It's About So Much More Than Just Dancing


If I had a dollar for every time I said the words “it’s about so much more than just dancing,” I’d be on a beach in Bermuda right now. Actually, let’s be real, the truth is I’d probably still be in the dance studio, but I’d be buying some amazing costumes for this year’s show. My studio building is a bit of a maze…stairways to the second floor, a catwalk over the main studio, a rehearsal studio over the top of the community theatre, which backs up to a costume room. I make my way through this path which whips and weaves through classes of bouncing dancers, racks of sequin-covered costumes, a black box stage with actors shouting out prose, a room full of kindergartners shaking maracas – I love the energy of this organized chaos. But the other day, as I walked this familiar trail, a few obstacles were in the way.

I started in the back studio where my Mini Team was rehearsing. The teacher was having issues hooking up the music and it kept cutting out. As I helped, one little boy yelled out, “this music sucks.” One glance in his direction and he immediately wished he could suck the words back in to his mouth. I calmly walked him out of the classroom and knelt down to eye level. I explained that his comment was not an appropriate or helpful thing to say. He was immediately remorseful, walked back in and apologized to his teacher. He even freely doled out a hug with the apology. It’s about so much more than just dancing.

On to the student lounge, where the studio suddenly turns from a professional business to a teenage girl’s bedroom. The typical cast off backpacks, empty cups, and Birkenstocks (we do live in Eugene) littered the floor as two of my teen dancers lounged on the couch. “Look at all of these things looking for a home. I’m sure you can find a place for them to be,” I remarked as I walked through. I swear I could almost see the words “but it’s not my stuff” formulate in their brains, but based on failed past attempts, they knew better than to mutter them aloud. Instead, I heard “okay, no problem” as they hopped up and started putting the “not my stuff” in to cubbies where it belonged. It’s about so much more than just dancing.

Downstairs to the lobby, a mom looks frantic and a little girl is attached to the arm of the couch like it’s a life preserver in the middle of rough seas. As I meet eyes with the mom she blurts out, “I don’t know what’s wrong with her, she begs to come to dance class and now she won’t even go inside!” I laugh to myself, place a hand on her shoulder and say, “what’s wrong with her? She’s a toddler!” I sit down next to little Miss Obstinate and start chatting about her pretty tutu (the clench on the couch loosens), then her pretty new ballet shoes (she’s on my lap now) and finally if she thinks they are going to use the ribbon wands in class today (that closed the deal). Little Miss Thing grabs me by the hand and pulls me in to her classroom with hardly a wave to mom on the way in. As I tiptoe back out, mom hugs me saying, “thank you so much, this is the only time all week I get an hour to myself.” It’s about so much more than just dancing.

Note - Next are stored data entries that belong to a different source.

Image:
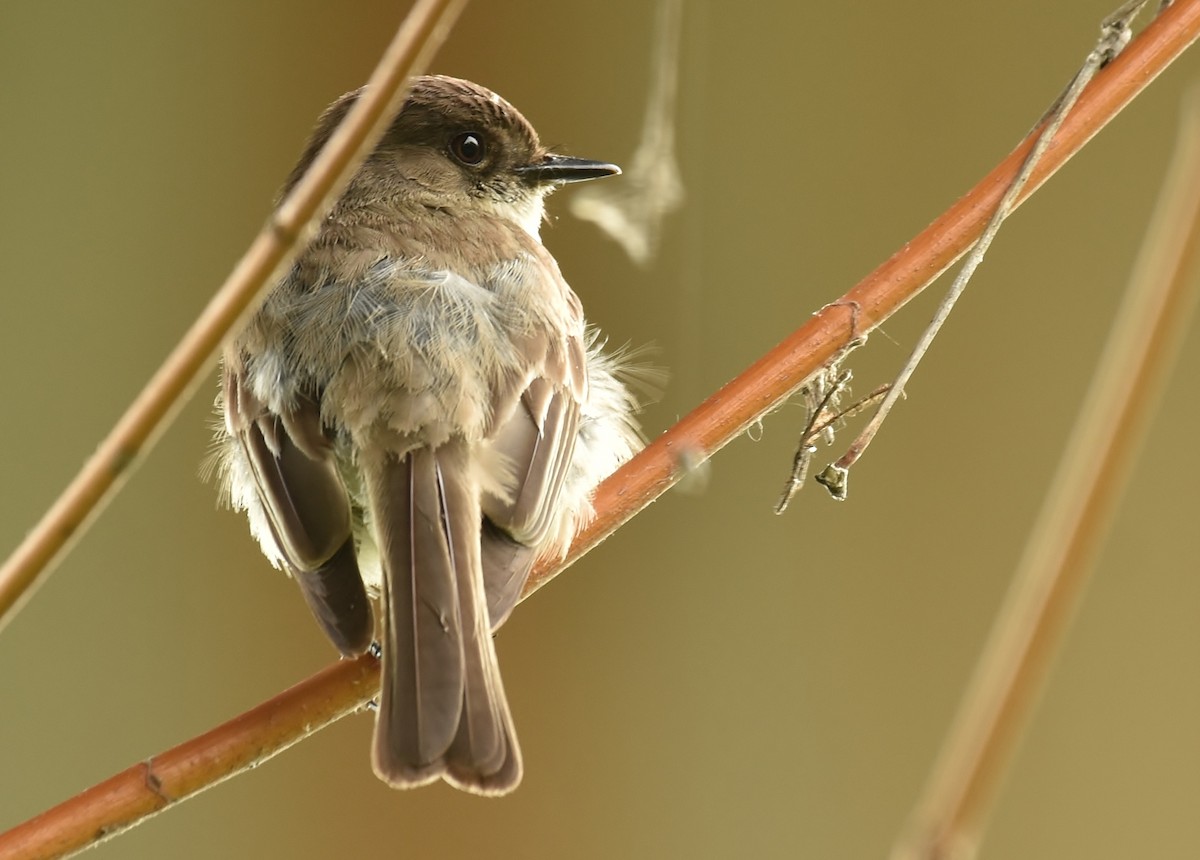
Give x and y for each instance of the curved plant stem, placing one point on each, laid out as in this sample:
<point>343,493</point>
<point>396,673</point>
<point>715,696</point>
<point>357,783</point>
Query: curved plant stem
<point>343,687</point>
<point>285,235</point>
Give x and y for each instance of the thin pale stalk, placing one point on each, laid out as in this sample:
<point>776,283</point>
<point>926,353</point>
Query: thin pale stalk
<point>1061,553</point>
<point>759,390</point>
<point>281,239</point>
<point>766,384</point>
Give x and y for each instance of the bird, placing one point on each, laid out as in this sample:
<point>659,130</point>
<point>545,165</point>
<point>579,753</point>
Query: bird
<point>418,412</point>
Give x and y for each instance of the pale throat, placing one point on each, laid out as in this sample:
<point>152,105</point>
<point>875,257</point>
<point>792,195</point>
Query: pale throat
<point>527,211</point>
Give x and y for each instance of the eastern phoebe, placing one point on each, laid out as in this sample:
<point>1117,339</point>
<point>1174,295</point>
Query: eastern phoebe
<point>419,412</point>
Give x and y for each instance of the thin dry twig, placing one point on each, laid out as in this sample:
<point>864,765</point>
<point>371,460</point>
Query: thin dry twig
<point>1114,36</point>
<point>759,390</point>
<point>1060,555</point>
<point>773,378</point>
<point>285,235</point>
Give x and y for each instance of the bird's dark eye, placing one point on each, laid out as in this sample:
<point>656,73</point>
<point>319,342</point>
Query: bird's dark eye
<point>469,148</point>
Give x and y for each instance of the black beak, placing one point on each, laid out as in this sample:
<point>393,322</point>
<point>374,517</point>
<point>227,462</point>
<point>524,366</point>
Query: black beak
<point>561,168</point>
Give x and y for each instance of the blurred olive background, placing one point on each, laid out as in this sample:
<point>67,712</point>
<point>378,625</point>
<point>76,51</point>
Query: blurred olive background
<point>715,680</point>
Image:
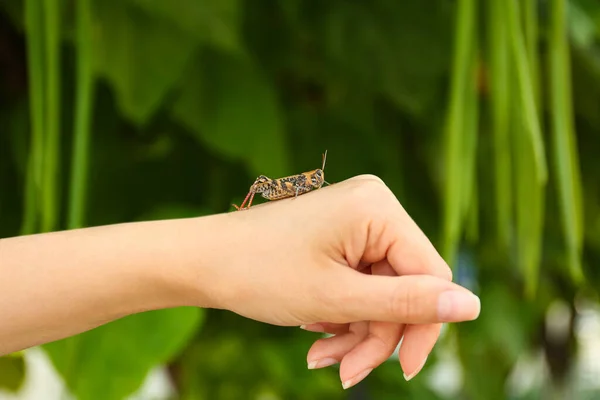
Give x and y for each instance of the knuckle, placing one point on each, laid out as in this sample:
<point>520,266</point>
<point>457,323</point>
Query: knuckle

It's now been nearly an hour of failed attempts to actually reach the dance floor when I see one of my former dancers stroll in to the lobby. She says “do you have a minute to talk?” and of course I do. We go in to the staff lounge and she tells me that she’s heard from some of my current students that another dancer may be struggling with depression. This grad has had similar issues and has the scars on her arms to mark her battle wounds. I spent many a time holding this lovely girl’s hand and shouldering tears through her high school years, so she knows where to come when the chips are down. She looks at me with sincerity saying, “I just knew I needed to tell you, she really needs someone in her corner.” It’s about so much more than just dancing.

So you see, this particular afternoon, I never even stepped foot in the studio. So if I only included “teaching dance” in my job duties, I may have considered that day to be a failure. Instead, I believe my job description includes the words “leader, teacher, mentor.” I may not have taught dance steps that day, but I’d like to believe I taught a few things that matter even more.